Page 7. Wikipedia is used as THE example of wiki. 24 months ago this was a relevant one, since then plenty of case studies have emerged. Wikipedia probably is now the worst example to pick as it restricts wikis to a single use, both in terms of software and corporate uses. We can do much more than that with a wiki including regular websites (however easier to maintain) or collaborative intranets. We can develop applications that are more meaningful to organisations.
Page7. Tagging, by using del.icio.us as example, is partly assimilated to social bookmarking. Those are two distinct things. We can tag in various applications today and this is very useful to filter and access information. Social Bookmarking is rather used to create painlessly and on-the-go useful knowledge bases; element which incidentally is not mentioned in the "Knowledge Sharing and Management" section page 10.
Finally the "Challenges to adoption of E2.0 tools", page 13, is nothing but a Flintstone approach of the issue with a flavour of an American post 9/11 trauma. Security, "institutional cultures and norms" (i.e. confidentiality and hierarchy) are the usual arguments of conservatism. It's been ages that IT people spend their days on security and data storage. It is now time to enrich and complement this perspective with a focus on knowledge sharing and information access.

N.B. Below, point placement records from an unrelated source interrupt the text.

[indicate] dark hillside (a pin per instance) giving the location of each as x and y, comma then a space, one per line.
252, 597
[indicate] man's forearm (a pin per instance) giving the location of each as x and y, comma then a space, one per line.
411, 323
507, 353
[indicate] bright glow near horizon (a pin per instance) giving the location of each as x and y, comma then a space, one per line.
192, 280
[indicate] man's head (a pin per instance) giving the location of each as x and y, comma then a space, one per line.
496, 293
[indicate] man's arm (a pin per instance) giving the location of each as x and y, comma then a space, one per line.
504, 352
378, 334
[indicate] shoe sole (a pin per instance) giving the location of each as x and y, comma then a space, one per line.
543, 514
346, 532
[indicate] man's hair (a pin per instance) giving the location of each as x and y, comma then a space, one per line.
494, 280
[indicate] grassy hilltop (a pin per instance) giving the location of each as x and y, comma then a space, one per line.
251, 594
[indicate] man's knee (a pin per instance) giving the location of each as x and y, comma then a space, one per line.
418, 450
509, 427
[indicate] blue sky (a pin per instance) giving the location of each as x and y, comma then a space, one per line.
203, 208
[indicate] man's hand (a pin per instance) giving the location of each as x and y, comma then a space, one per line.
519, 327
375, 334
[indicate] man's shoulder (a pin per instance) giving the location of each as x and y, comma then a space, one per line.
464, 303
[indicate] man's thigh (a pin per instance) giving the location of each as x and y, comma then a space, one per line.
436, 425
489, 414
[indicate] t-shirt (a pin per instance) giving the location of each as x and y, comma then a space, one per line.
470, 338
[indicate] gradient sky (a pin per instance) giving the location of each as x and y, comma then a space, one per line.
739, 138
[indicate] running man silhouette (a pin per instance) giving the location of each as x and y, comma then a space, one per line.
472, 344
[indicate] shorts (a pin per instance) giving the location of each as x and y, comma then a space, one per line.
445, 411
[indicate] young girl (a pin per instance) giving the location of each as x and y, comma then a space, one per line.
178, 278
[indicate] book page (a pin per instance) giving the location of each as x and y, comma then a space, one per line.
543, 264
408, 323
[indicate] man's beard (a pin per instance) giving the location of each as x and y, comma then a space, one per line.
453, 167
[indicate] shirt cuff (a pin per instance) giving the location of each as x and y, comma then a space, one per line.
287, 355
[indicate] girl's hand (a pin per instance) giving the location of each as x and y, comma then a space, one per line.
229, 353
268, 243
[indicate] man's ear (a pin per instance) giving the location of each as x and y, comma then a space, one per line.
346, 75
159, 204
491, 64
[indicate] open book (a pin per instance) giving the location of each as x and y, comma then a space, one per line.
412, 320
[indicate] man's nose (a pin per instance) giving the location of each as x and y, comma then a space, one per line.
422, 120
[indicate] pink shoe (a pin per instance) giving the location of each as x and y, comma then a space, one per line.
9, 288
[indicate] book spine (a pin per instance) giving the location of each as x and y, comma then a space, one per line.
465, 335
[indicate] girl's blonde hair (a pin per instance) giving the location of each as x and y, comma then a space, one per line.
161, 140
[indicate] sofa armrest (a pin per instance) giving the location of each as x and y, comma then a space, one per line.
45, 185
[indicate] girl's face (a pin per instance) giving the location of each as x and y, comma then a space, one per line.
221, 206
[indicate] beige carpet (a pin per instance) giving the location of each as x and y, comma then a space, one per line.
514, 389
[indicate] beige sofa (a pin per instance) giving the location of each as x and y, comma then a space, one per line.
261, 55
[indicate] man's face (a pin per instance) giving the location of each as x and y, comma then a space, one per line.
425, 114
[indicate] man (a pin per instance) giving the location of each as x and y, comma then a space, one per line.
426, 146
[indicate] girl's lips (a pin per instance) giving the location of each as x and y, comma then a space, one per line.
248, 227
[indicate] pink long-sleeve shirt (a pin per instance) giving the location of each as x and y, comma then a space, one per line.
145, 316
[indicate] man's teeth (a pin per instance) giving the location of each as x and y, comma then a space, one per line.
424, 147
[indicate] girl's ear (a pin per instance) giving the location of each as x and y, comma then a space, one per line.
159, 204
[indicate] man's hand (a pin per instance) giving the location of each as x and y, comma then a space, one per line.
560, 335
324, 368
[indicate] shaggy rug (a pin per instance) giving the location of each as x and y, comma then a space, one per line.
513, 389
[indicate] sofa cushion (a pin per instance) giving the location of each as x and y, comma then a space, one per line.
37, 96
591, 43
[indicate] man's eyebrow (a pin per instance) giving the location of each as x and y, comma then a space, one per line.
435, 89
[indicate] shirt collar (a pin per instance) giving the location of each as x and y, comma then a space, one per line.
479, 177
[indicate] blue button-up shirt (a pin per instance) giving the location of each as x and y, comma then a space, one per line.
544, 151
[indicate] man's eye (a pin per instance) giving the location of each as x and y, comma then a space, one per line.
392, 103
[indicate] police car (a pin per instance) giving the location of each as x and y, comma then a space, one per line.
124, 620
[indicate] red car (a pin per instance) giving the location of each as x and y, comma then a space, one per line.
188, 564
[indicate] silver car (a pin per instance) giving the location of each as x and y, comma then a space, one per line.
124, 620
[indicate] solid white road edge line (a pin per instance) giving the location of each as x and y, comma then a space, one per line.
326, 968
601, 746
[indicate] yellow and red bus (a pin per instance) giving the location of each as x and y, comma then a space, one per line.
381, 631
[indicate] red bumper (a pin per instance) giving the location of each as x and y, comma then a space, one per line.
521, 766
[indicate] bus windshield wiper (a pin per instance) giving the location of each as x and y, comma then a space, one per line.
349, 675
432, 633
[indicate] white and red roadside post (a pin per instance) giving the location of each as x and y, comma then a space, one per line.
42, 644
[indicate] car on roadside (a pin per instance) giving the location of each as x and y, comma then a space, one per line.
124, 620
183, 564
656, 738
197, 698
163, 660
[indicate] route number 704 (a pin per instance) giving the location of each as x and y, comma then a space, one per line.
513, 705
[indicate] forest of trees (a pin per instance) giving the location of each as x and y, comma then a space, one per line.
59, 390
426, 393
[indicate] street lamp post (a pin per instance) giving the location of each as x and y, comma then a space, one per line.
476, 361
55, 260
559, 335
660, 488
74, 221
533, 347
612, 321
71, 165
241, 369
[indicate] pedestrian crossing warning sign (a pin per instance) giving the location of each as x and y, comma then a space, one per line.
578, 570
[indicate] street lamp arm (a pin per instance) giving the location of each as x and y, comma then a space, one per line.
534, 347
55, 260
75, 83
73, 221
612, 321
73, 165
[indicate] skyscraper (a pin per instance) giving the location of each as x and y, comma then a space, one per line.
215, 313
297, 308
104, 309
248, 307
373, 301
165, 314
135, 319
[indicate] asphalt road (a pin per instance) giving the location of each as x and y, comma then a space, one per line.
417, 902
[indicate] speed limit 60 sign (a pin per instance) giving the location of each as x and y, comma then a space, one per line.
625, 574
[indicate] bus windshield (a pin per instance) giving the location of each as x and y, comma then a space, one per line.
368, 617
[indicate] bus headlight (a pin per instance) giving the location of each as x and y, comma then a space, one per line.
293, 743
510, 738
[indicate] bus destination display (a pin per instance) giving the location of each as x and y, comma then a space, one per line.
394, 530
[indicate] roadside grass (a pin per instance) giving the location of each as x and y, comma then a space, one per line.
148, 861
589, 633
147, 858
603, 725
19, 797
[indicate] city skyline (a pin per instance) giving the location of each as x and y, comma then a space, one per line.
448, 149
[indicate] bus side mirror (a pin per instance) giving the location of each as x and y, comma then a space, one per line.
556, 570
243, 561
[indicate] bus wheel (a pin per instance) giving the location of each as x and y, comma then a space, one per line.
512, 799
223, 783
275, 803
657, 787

It is time to gain a more balanced understanding of needs and requirements. People are not dummies; loads of them have been practising social-computing for years now. They have their own blog(s), they use social bookmarks, they collaborate through wikis, they belong to several social networks ... They perfectly understand this is to be different in organisations because there is a different finality. They are ready. What they expect is that their organisation finally understands the value of social computing and finds out contextual ways to implement them in processes so that they create value.
Understanding how social tools fit and complement existing ecosystems, that is the issue to be addressed. And on that one, it seems that a company like KPMG has still a lot to capture to get the point. "The big consulting firms are circling this stuff at the moment but as I said to someone on IM recently they would need personality transplants. I don't mean that rudely but most of them just don't get this stuff." Euan, it seems like you are right!
What does that mean for social software consultants ? For me two things:
1 - There is space for "Enterprise 2.0" and "Social Computing" consultancies. Reading the above mentioned KPMG report leads us to the conclusion that stake is not high to compete against consulting moguls. And the standard product approach IBM, Microsoft, Intel and their long tail - companies that traditionally partner with consulting moguls to close deals - is to conflict with the real value and signification of social computing. As long as they think as Microsoft instead of Apple, their clients and customers will have issues.
2 - However, those firms are packed with smart brains that learn fast, so that it is important that people who have built, with guts, time and passion, the social computing sphere keep on having the lion share of this finally promising market. A decent way to make sure those people continue to provide relevant services and make a decent living out of it in the coming months, is to aggregate. A network would provide geographical coverage to deliver in various locations, shared marketing and human resources and increased knowledge for more relevance.
A good time to organise; a good mix of benefits to satisfy clients indeed.

Interesting post, but it's KPMG not KMPG. It's an abbreviation of "Klynveld Peat Marwick Goerdeler".